While Palestine had been a remote and almost forgotten region of the Ottoman Empire during most of the nineteenth century, it stood on the verge of modernization. A rail line had been completed from the port city of Jaffa on the Mediterranean to Jerusalem just a few years earlier in 1892, providing a much-needed stimulus to the local economy. It was during this crucial transitional period in Jerusalem’s history that Johnson documented the daily life of the people and the places of Old Jerusalem.

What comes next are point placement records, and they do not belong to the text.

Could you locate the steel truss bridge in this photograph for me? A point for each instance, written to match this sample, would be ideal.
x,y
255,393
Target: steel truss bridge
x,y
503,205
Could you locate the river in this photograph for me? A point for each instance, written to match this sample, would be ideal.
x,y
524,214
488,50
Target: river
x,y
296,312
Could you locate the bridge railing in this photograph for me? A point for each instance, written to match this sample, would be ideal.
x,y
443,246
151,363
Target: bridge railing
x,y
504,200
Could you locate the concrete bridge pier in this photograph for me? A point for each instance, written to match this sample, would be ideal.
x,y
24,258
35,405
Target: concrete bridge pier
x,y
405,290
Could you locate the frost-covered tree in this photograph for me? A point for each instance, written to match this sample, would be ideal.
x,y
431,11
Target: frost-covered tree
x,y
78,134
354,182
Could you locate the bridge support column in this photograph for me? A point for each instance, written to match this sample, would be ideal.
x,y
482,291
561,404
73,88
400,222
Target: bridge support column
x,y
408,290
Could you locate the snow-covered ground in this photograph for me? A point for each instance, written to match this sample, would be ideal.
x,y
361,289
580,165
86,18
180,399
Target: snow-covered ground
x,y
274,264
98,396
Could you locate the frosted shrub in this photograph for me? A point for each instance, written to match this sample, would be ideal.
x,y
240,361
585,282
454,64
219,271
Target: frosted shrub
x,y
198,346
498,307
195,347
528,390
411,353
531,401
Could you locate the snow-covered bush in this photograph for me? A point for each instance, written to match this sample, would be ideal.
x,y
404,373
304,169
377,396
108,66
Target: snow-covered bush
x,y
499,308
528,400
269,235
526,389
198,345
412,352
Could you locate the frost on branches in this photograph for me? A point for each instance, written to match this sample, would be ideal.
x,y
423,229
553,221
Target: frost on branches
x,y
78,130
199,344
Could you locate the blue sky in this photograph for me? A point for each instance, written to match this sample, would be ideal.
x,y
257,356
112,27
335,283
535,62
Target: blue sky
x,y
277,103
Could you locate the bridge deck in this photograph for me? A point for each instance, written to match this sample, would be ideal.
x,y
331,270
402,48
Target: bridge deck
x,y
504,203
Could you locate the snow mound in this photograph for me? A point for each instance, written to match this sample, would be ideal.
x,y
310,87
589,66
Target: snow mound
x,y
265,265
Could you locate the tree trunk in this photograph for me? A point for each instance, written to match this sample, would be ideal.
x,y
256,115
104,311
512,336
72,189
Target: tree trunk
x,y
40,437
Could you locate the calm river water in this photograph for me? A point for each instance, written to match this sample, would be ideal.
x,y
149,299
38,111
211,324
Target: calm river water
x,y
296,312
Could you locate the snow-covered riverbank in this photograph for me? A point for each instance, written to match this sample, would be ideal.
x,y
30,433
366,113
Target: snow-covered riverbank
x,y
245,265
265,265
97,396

Provenance of the Photographs
Johnson left Utah for San Jose, California, in 1917 and took with him his important negative collection, including his views of Palestine. Following his death on February 21, 1926, his nephew William J. Fox transferred the bulk of Johnson’s glass-plate collection to his home in southern California. There they survived the ravages of time, several moves, and at least one fire. Following Fox’s death, his brother, David Fox, obtained the collection and in 1975 donated it to Brigham Young University for permanent preservation. Here they remain, basically unknown.
While the organizers of the 1904 St. Louis World’s Fair eventually reneged on the contract and Charles Ellis Johnson’s works were never published, Johnson preserved a slice of time when the Ottomans still ruled Jerusalem (1517–1917), a time when the Eternal City was a peaceful dwelling place for Muslims, Christians, and Jews. These photographs provide a unique perspective of the city just prior to its witnessing monumental changes in the political and social landscape of the region. Johnson seems to have intuitively known what Thomas G. Appleton noted some thirty years earlier: “As historic landscape, Palestine is full of those suggestive sites, those eloquent battlefields and homes of kings and prophets, which do not need the help of mere beauty to give them interest.”